- Pitcher
- Born: September 15, 1927 Columbus, Ohio, U.S.
- Died: February 7, 2021 (aged 93) Folsom, California, U.S.
- Batted: RightThrew: Right

MLB debut
- May 6, 1953, for the Chicago Cubs

Last MLB appearance
- September 17, 1953, for the Chicago Cubs

MLB statistics
- Win–loss record: 1–2
- Earned run average: 8.00
- Strikeouts: 21
- Stats at Baseball Reference

Teams
- Chicago Cubs (1953);

= Duke Simpson =

American baseball player (1927–2021)

Thomas Leo "Duke" Simpson (September 15, 1927 - February 7, 2021) was an American professional baseball player. A right-handed pitcher, Simpson had a seven-year (1948–1954) career, which included a full, 1953 season in Major League Baseball for the Chicago Cubs. He stood 6 ft 1 in tall and weighed 190 lb.

==Biography==
Simpson was born in Columbus, Ohio. He attended Notre Dame but after only one semester, joined the United States Army in 1945 during the waning days of World War II. After completing his military service, Simpson enrolled at Ohio State before joining the professional baseball ranks. He pitched in the Philadelphia Athletics' system and was acquired by the Cubs in 1952.

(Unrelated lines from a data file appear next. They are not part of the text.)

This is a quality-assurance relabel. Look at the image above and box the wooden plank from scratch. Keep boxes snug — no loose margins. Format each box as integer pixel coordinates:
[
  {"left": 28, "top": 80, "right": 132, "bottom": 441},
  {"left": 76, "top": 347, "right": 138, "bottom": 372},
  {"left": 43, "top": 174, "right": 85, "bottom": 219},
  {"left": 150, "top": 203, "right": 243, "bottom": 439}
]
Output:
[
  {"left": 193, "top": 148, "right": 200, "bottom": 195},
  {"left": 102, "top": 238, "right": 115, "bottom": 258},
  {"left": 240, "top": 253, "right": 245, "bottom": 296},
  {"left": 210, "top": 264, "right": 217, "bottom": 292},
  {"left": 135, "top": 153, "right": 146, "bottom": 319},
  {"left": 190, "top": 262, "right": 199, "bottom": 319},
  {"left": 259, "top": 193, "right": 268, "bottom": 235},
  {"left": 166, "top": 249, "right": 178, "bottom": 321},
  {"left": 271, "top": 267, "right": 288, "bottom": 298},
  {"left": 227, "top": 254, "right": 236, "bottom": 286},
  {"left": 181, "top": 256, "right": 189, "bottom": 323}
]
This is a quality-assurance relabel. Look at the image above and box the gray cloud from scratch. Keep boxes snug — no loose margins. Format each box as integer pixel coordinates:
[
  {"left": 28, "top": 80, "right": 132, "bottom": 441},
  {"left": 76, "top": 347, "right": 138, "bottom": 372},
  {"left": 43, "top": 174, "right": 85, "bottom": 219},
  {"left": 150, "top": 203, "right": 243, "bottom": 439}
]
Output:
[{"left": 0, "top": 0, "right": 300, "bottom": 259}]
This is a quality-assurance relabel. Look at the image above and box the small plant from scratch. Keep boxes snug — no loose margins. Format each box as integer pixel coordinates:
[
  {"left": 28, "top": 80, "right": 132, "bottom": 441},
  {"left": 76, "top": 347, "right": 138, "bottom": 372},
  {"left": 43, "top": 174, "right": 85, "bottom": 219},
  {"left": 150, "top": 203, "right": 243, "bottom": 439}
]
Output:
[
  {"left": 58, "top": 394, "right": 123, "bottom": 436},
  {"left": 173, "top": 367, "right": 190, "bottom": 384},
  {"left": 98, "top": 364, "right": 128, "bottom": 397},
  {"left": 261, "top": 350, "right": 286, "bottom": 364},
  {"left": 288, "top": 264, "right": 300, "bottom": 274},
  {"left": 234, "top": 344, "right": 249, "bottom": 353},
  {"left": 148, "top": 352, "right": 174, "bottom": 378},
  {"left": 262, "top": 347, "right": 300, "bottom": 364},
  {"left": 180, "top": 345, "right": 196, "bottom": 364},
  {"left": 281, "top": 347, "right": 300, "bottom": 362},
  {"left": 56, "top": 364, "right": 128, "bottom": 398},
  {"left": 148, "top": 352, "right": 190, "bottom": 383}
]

In 1953, Simpson made the Cubs' MLB roster coming out of spring training and remained a member of their pitching staff all season, working in 30 games, 29 in relief. In his only start, he failed to record an out on September 2 against the Pittsburgh Pirates at Forbes Field, yielding five runs, all earned, and four hits, including a three-run home run by Preston Ward. Simpson took the loss in that 8–1 Cub defeat. One week later, against the Pirates at Wrigley Field, he won his only MLB game. Simpson entered the game in the ninth inning with the Cubs trailing, 7–5, and worked a perfect 1-2-3 frame. Then, in the bottom of the ninth, Cub slugger Ralph Kiner hit a three-run walk-off home run against his old Pirate mates to give Simpson the 8–7 win. Altogether, Simpson allowed 60 hits and 25 bases on balls in 45 MLB innings pitched, striking out 21.

Simpson died February 7, 2021, from Alzheimer's disease.